Table 4 Example Interface Design, Workflow, and Training Recommendations

The recommendations attempted to account for available local configuration options and limitations in our ability to modify the vendor’s system. These recommendations were not intended to disrupt the transition process, but rather to minimize short-term risk through improved awareness and training, and to suggest interface improvement opportunities during optimization. Similarly, we highlighted areas where nurses struggled or expressed confusion during the evaluation, as these represent areas where additional reinforcement during training and early implementation may be helpful. These needed not alter existing training curricula but could be effectively disseminated in supplemental forms (e.g., training tips distributed to superusers or additional practice scenarios for self-study in the system “playground”).

Discussion

Findings suggest that in less than 6 months post-go-live, these nurses had adapted to the new BCMA system and experienced enhancements in efficiency and effectiveness for the specific tasks evaluated. This study confirmed known legacy system problems (IV fluids, SSI), identified new system problems (downtime, messaging), and provided quantified performance data (error rates, time) against which to benchmark future system and workflow changes. Task time data helped inform expectations for learning curve workload increases during the initial go-live phase.

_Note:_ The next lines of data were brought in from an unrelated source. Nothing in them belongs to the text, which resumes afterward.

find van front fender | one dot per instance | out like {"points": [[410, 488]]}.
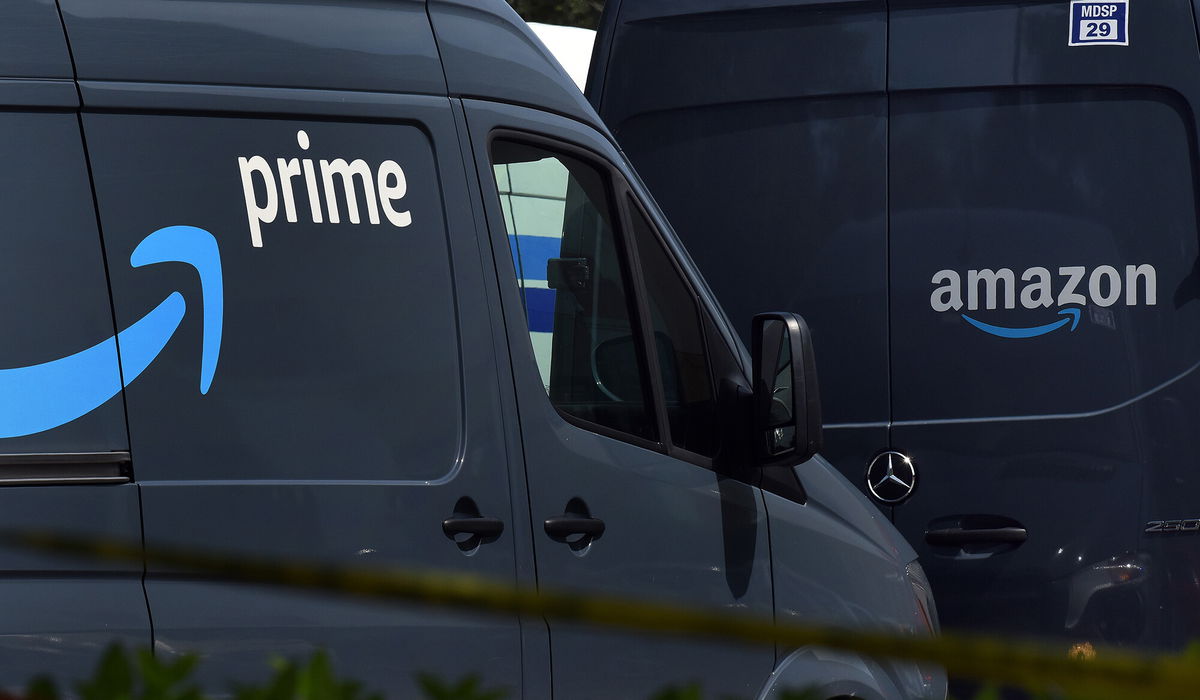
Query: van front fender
{"points": [[832, 674]]}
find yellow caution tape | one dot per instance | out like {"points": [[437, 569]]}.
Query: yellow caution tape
{"points": [[1102, 674]]}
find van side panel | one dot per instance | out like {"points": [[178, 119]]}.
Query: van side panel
{"points": [[353, 402], [760, 127], [1057, 184], [31, 42], [357, 45], [60, 392]]}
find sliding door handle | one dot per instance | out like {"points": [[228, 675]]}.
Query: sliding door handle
{"points": [[478, 526], [561, 527], [960, 536]]}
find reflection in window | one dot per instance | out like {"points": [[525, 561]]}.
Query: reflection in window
{"points": [[559, 220]]}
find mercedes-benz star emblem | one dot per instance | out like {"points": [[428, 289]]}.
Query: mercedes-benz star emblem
{"points": [[891, 478]]}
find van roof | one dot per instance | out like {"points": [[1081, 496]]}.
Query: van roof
{"points": [[655, 55], [471, 48]]}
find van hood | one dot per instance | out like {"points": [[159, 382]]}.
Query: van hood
{"points": [[828, 490]]}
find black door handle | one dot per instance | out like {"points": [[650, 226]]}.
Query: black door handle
{"points": [[960, 536], [475, 526], [561, 527]]}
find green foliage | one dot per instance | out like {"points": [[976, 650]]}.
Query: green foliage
{"points": [[311, 681], [569, 12]]}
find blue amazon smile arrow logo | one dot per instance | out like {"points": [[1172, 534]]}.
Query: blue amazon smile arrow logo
{"points": [[1000, 330], [42, 396]]}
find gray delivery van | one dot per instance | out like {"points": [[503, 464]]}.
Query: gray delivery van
{"points": [[987, 210], [369, 283]]}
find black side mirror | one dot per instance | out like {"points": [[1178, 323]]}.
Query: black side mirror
{"points": [[787, 405]]}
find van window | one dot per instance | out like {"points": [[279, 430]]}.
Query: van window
{"points": [[679, 342], [59, 377], [559, 219]]}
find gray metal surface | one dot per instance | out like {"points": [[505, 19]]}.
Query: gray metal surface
{"points": [[969, 136]]}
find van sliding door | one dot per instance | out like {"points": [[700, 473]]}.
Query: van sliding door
{"points": [[1045, 312], [64, 447]]}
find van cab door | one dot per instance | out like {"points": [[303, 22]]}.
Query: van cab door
{"points": [[619, 441], [64, 446], [1045, 311]]}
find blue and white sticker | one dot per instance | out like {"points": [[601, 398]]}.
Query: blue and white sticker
{"points": [[1099, 23]]}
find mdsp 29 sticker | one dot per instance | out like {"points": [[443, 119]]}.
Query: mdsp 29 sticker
{"points": [[1099, 23]]}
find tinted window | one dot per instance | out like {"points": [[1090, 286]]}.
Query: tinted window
{"points": [[559, 219], [679, 343]]}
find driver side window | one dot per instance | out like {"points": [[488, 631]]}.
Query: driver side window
{"points": [[561, 219]]}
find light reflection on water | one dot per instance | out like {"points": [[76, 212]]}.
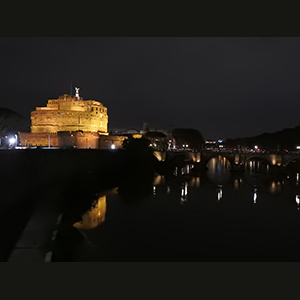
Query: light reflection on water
{"points": [[93, 217], [243, 213]]}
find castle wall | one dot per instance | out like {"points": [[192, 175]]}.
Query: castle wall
{"points": [[69, 114], [38, 139]]}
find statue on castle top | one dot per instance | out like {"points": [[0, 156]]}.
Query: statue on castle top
{"points": [[77, 92]]}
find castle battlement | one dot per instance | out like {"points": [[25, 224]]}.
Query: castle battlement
{"points": [[69, 114]]}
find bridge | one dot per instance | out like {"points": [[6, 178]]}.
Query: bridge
{"points": [[237, 160]]}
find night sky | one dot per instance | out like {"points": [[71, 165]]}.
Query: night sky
{"points": [[226, 87]]}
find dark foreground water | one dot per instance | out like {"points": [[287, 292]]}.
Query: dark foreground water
{"points": [[215, 215]]}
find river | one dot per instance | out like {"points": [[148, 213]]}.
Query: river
{"points": [[213, 215]]}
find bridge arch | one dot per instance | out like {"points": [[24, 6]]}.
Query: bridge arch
{"points": [[208, 158], [259, 157]]}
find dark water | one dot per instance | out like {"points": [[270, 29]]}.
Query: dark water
{"points": [[217, 215]]}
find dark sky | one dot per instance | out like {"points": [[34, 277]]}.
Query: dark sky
{"points": [[226, 87]]}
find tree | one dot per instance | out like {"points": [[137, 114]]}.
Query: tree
{"points": [[10, 121]]}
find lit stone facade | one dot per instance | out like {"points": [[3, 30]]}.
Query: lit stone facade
{"points": [[68, 113], [67, 121]]}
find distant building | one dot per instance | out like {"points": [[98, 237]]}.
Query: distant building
{"points": [[68, 121]]}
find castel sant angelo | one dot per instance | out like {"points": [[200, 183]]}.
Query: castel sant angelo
{"points": [[68, 121]]}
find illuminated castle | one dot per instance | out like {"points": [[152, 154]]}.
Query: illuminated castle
{"points": [[67, 121]]}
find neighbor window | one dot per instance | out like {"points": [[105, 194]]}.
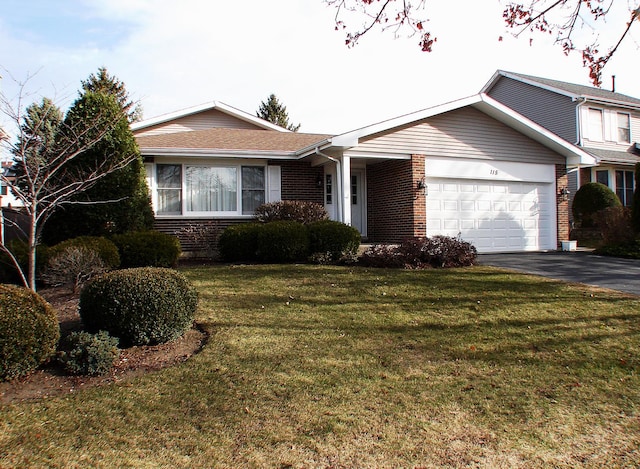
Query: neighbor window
{"points": [[624, 187], [624, 128], [595, 125], [200, 189]]}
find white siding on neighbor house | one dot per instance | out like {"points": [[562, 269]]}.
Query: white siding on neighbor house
{"points": [[201, 121], [463, 133], [552, 111], [609, 142]]}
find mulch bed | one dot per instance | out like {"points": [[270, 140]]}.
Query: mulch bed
{"points": [[50, 379]]}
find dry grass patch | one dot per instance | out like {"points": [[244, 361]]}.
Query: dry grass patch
{"points": [[315, 366]]}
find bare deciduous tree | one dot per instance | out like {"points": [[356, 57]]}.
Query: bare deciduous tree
{"points": [[561, 18], [50, 165]]}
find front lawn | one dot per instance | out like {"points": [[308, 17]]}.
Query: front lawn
{"points": [[313, 366]]}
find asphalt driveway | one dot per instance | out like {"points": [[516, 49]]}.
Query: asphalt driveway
{"points": [[575, 266]]}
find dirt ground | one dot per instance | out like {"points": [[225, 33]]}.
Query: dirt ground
{"points": [[50, 379]]}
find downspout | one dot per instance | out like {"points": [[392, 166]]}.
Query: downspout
{"points": [[337, 185]]}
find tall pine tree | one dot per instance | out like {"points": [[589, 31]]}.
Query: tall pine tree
{"points": [[120, 201], [275, 112]]}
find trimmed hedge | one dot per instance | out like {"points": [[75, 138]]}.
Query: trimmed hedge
{"points": [[105, 248], [590, 199], [239, 243], [141, 306], [420, 253], [283, 241], [29, 331], [334, 239], [147, 249]]}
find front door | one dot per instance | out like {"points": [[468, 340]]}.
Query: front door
{"points": [[358, 220]]}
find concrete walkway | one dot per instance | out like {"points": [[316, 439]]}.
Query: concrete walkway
{"points": [[576, 266]]}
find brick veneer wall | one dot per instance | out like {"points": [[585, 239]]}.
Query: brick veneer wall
{"points": [[396, 210], [197, 235], [562, 181]]}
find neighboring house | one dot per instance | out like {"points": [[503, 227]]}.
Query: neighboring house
{"points": [[604, 123], [471, 168]]}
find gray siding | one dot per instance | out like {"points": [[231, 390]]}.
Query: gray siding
{"points": [[463, 133], [552, 111], [200, 121]]}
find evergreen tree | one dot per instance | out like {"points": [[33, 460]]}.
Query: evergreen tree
{"points": [[120, 201], [275, 112]]}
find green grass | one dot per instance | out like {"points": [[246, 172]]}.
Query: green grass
{"points": [[313, 366]]}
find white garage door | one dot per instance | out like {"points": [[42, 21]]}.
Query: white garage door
{"points": [[495, 216]]}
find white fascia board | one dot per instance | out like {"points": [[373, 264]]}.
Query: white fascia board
{"points": [[225, 108], [199, 153], [351, 139], [509, 117]]}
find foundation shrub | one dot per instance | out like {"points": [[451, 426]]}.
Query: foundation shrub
{"points": [[140, 306], [89, 354], [282, 241], [239, 243], [591, 198], [291, 210], [29, 331], [147, 249], [420, 253], [333, 240]]}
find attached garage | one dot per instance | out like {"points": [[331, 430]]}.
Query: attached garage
{"points": [[498, 206]]}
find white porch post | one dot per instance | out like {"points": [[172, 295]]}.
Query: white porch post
{"points": [[346, 190]]}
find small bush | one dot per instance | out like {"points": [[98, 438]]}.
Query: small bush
{"points": [[73, 266], [147, 249], [89, 354], [20, 249], [239, 243], [282, 242], [591, 198], [420, 253], [291, 210], [141, 306], [333, 239], [105, 248], [29, 331]]}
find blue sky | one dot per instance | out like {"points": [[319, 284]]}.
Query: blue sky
{"points": [[176, 54]]}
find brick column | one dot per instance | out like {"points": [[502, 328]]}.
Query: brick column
{"points": [[562, 206]]}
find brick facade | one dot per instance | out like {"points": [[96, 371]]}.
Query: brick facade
{"points": [[396, 209], [562, 203]]}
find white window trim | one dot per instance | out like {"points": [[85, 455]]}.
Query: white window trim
{"points": [[269, 189]]}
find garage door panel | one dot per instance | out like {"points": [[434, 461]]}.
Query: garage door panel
{"points": [[493, 215]]}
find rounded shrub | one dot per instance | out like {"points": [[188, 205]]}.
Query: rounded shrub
{"points": [[147, 249], [141, 306], [282, 242], [89, 354], [29, 331], [333, 238], [105, 248], [590, 199], [239, 243]]}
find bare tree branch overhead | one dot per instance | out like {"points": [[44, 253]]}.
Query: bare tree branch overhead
{"points": [[566, 20]]}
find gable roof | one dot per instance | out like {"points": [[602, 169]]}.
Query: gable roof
{"points": [[228, 142], [224, 108], [571, 90], [483, 103]]}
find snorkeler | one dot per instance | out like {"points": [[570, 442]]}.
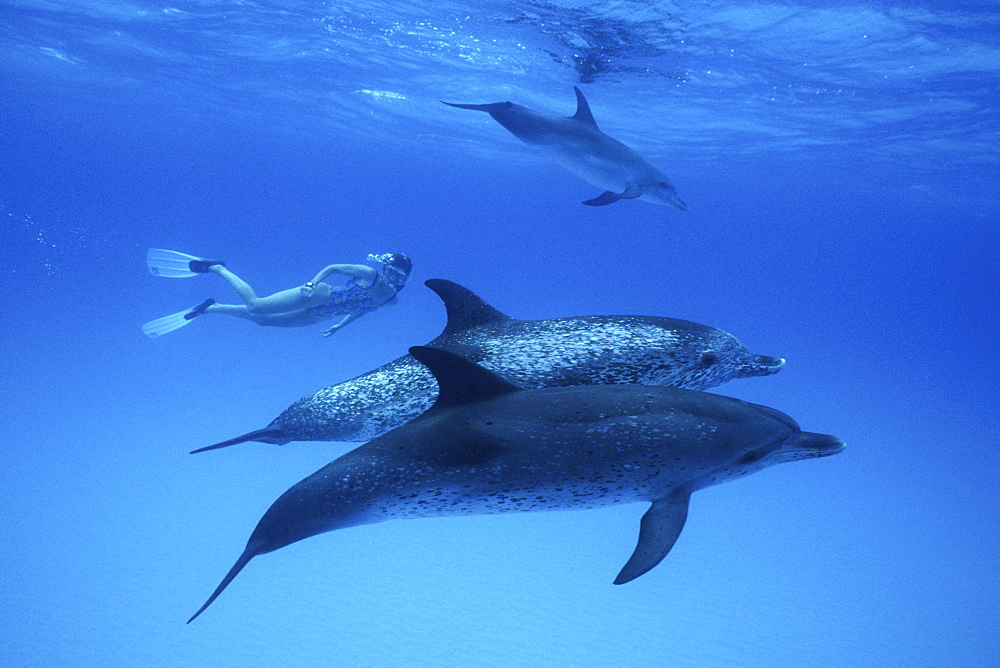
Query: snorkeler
{"points": [[366, 290]]}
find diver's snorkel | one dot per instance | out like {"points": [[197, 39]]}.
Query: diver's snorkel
{"points": [[391, 272]]}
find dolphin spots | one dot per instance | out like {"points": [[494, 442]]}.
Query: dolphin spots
{"points": [[581, 350], [487, 445]]}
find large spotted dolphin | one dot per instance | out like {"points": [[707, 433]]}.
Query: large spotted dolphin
{"points": [[489, 446], [577, 144], [582, 350]]}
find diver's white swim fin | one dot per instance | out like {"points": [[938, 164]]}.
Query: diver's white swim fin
{"points": [[169, 323], [171, 264]]}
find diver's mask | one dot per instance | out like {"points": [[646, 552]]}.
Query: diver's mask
{"points": [[395, 268]]}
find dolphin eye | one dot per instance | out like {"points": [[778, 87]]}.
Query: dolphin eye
{"points": [[751, 456]]}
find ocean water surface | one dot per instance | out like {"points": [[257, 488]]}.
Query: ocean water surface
{"points": [[840, 161]]}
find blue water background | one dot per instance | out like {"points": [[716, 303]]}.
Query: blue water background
{"points": [[840, 161]]}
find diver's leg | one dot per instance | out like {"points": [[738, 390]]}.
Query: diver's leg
{"points": [[292, 299], [300, 318], [240, 311], [242, 288]]}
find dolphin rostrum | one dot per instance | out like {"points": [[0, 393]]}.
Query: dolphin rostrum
{"points": [[489, 446], [577, 144], [582, 350]]}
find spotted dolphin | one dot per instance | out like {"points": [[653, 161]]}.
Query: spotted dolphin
{"points": [[489, 446], [576, 143], [581, 350]]}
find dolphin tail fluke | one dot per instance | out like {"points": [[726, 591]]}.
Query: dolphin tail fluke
{"points": [[488, 108], [244, 559], [266, 435], [658, 531]]}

The study team made formal recommendations for system, workflow, and training changes; however, measuring the extent to which they were adopted and their impact on real world performance was outside the scope of this study. Go-live is just one point in time for a dynamic EHR ecosystem that is continuously evolving. This usability study not only provided transition insights into the new system, but an awareness of where the legacy system was not performing as expected. While it is important to prepare for transitions, it is prudent to use insights gained and study benchmarks to monitor and tune systems affected by modifications, updates, and user experiences going forward. Post-implementation medication error reporting studies3 are needed to help connect the dots between usability problems and medication errors.

Limitations

This study has limitations. It was conducted at a single academic medical center with extensive experience in clinical informatics and usability evaluations.36,37,38,39 We were only able to test a subset of BCMA tasks performed by nurses. Future research could expand the number of user groups, study sites, and range of tasks evaluated.

Implications/Future Directions

Application of usability testing methods to the EHR transition process can yield important evidence-based insights to inform end-user safety during this period of immense change. EHR vendors should incorporate usability evaluation of high-risk tasks into their customer implementation roadmaps. Adding formal usability requirements to EHR Requests for Proposals (RFP) could improve vendors’ current suboptimal approach to usability21 and shift industry expectations from a focus on user acceptance testing and whether the system is “working as designed by vendor” to high-quality user-centered design and “exceeding client requirements.” This study also identified serious usability issues in the legacy EHR while collecting baseline data. Thus, even after substantial experience using a system, design flaws in a well-established EHR can continue to create significant potential for errors and inefficiencies. Incorporating multiple human factors methods, including usability testing, heuristic analysis, and risk analysis, into implementation protocols for regular system updates may be necessary to ensuring safe use beyond the transition period. Healthcare organizations should freely share their evaluation findings, including all safety and usability issues uncovered, whether addressed through local configuration changes or requiring vendor intervention, to help improve the collective usability of and establish evaluation standards for commercial EHR products for all users.